Anti-angiogenesis drugs are used to cut the blood supply that feeds cancer cells. An example of an anti-angiogenesis drug is Avastin (bevacizumab). There are some studies that have found that breast cancers surrounded by many new blood vessels are likely to be more aggressive. This is an area of research that needs further study before the theory can be validated.
One new discovery that shows promise, outlined in the January 2009 Cancer Cell, is the gene metaherin (also known as MTDH), which is found to be responsible for the aggressive nature of some tumors. Those tumors that express MTDH tend to be more resistant to chemotherapy and more likely to spread to other organs. Now that the gene has been identified, new drugs can be developed to counteract metaherin and prevent the cancer from spreading.
EGFR Targeted Drugs
Other drugs being worked on are those that target the epidermal growth factor receptor (EGFR) protein that is found in high amounts on the surface of some cancer cells. Two drugs that target EGFR, cetuximab (Erbitux) and eriotinib (Tarceva), are currently being used to treat other cancers.

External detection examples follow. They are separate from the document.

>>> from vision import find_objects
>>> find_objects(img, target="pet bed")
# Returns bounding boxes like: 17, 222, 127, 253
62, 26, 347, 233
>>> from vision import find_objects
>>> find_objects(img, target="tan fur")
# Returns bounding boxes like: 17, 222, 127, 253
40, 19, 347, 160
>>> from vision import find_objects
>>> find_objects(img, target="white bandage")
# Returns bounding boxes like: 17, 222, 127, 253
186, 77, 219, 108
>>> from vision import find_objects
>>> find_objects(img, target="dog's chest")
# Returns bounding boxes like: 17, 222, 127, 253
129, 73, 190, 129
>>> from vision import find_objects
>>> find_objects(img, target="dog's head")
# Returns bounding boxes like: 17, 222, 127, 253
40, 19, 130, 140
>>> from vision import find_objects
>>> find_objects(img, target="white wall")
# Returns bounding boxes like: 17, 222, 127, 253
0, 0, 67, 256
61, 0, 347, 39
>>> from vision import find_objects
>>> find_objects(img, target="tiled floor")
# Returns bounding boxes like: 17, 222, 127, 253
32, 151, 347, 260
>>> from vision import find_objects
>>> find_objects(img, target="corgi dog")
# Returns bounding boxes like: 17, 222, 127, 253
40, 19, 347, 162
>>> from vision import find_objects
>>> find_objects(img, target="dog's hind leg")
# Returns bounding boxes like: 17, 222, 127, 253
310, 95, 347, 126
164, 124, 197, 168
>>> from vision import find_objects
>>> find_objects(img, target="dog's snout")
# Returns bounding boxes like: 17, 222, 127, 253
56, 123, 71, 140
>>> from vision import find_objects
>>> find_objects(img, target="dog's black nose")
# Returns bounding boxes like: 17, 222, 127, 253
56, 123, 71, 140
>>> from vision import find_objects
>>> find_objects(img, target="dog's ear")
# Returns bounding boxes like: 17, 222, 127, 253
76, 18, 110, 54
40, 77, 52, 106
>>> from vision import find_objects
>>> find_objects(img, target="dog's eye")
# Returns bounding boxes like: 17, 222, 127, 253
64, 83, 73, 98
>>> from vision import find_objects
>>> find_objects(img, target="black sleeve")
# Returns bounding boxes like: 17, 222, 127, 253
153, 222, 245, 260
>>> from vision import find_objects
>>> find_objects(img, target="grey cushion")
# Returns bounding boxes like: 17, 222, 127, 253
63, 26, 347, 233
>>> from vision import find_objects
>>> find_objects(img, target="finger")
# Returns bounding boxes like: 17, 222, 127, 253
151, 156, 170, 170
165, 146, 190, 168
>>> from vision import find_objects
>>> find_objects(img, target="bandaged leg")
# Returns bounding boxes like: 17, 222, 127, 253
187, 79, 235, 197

Studies are now looking at whether these drugs could also be used against breast cancers.
Biphosphonates are drugs used to reduce the risk of fractures in bones that have been weakened by metastatic disease. These drugs include pamidronate (Aredia) and zoledronic acid (zometa). The combination of hormone therapy and bisphosphonates is being studied for its treatment in early-stage breast cancer and its effect on reducing breast cancer risk.
There has recently been a study involving vitamin D and its relationship to early-stage breast cancer. The study suggested that women deficient in vitamin D had a poorer outcome with their cancer treatments. More research is needed in the study of vitamin D, but it is an area that should be brought up with your doctor. Vitamin D supplements can also be helpful in preventing bone loss.